Twitter, né en 2009, sans être un bastion de la gauche, a longtemps été le réseau social où émergeaient de grandes tendances sociétales, notamment envers les minorités, ce qui lui donnait une image plutôt progressiste. Aujourd’hui devenu X, le réseau social a basculé vers l’extrême droite et, grâce à l’appui de son propriétaire Elon Musk, n’est sans doute pas étranger à la récente victoire de Donald Trump aux dernières élections présidentielles américaines.
Avec ses courts messages de 140 caractères, Twitter n’était pas aussi populaire que Facebook auprès du grand public, mais il était le réseau social préféré des journalistes et des communicateurs. C’est en partie grâce à ce site, qui a amplifié les messages à l’aide de ses mots-clics, que les mouvements #MeToo ou #BlackLivesMatter sont devenus des phénomènes de société.
En 2022, Elon Musk, l’entrepreneur derrière Tesla et SpaceX, a racheté Twitter, qu’il a renommé X. Le réseau social X a depuis été vivement critiqué pour ses campagnes de « fake news », qu’Elon Musk lui-même n’hésite pas à amplifier.
Le réseau social X a été instrumentalisé par son propriétaire pour servir ses intérêts et ses opinions. En effet, en tant que propriétaire, Elon Musk profite d'une position privilégiée, ses publications bénéficiant d'un traitement favorable dans l'algorithme de X, ce qui fait que ses messages, souvent composés de fausses nouvelles destinées à défendre ses intérêts, sont vus par l'ensemble des utilisateurs qui s'y connectent.
L’achat de Twitter par Elon Musk et son utilisation pour se mettre en valeur lui ont permis d’augmenter considérablement son influence politique, notamment en faisant la promotion du président Donald Trump lors de la campagne pour les élections présidentielles américaines de 2024. Donald Trump a d’ailleurs nommé, le 12 novembre dernier, Elon Musk à la tête du département de l’Efficacité gouvernementale, co-dirigé avec Vivek Ramaswamy, avec un statut semblable à celui d’un ministre.
Qui plus est, prétendument au nom de la liberté d’expression, Elon Musk a fait modifier les politiques de modération de contenu et a réintégré des comptes précédemment interdits par l’ancienne administration, le plus célèbre d’entre eux étant Donald Trump. Ces modifications ont fait en sorte que les contenus violents et les fausses informations se sont multipliés sur X.
Le média, autrefois vecteur de contestation des pouvoirs conservateurs et associé à des mouvements progressistes comme le soulèvement postélectoral de 2009 en Iran, les Printemps arabes entre 2010 et 2012, Euromaïdan en 2013, ainsi que les luttes sociales #MeToo et #BlackLivesMatter, a connu un réalignement politique. Il est désormais perçu comme un amplificateur de la désinformation et des idées d’extrême droite.
C’est le constat que fait Jen Schradie dans son essai L’illusion de la démocratie numérique : l’internet est-il de droite? (Quanto, 2022). La surreprésentation des idées d’extrême droite sur les réseaux sociaux s’expliquerait en partie par la fracture sociale exacerbée sur le web, les moyens financiers engagés par des partis d’extrême droite de même que la nature même des messages.
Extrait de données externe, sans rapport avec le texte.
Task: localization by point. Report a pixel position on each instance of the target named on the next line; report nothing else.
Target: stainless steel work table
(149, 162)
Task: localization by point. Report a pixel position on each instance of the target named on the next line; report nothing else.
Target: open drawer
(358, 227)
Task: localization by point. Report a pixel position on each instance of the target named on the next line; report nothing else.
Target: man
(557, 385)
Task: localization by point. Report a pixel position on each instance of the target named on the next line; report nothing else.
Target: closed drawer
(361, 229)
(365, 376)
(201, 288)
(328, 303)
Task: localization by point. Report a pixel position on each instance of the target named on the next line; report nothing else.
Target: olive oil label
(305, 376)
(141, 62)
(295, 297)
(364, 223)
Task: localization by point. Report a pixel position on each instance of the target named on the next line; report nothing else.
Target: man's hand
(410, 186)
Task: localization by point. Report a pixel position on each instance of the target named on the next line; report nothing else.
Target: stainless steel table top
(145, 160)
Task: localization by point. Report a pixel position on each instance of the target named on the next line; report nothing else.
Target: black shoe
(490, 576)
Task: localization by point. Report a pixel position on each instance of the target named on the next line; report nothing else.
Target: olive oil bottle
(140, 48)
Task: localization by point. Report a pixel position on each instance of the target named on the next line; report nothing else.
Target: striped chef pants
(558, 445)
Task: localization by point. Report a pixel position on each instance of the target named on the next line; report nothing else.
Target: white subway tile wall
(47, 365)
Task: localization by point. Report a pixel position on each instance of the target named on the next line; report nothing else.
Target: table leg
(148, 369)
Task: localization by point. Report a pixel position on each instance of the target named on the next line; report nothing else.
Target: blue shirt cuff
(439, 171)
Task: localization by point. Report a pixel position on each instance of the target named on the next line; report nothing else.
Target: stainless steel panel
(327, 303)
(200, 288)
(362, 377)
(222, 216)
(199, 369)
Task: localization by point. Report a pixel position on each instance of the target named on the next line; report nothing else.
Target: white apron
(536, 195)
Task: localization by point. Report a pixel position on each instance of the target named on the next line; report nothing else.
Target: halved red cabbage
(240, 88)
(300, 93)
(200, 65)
Un autre facteur est que les groupes d’extrême droite, souvent dotés d’une hiérarchie décisionnelle, sont plus efficaces en ligne que des groupes avec des structures horizontales et sans hiérarchie, ce qui est souvent le cas des groupes de gauche. La démocratie participative est moins évidente qu’on le croit sur Internet puisqu’elle peut être détournée par des groupes bien organisés.
Qui plus est, l’extrême droite a toujours été habile à utiliser Internet et les réseaux sociaux, souvent en affirmant être marginalisée par les médias traditionnels pour diffuser ses messages. Selon Jen Schradie, cela s’explique en partie par les ressources financières souvent importantes dont dispose l’extrême droite pour investir dans le numérique ainsi que par son organisation pour utiliser efficacement ces outils.
Un autre point important concerne l’idéologie. En se positionnant comme les champions de la « liberté », lorsque, par exemple, Elon Musk se dit le champion de la liberté d’expression, le message simple et percutant contraste avec celui de la gauche, axé sur des concepts plus complexes comme l’« équité ».
Les réseaux sociaux, notamment Twitter devenu X, ont permis le meilleur comme le pire pour la démocratie. Toutefois, ils semblent donner un immense avantage à l’extrême droite et posent d’énormes défis, dont la propagation des fausses nouvelles et la polarisation de la société.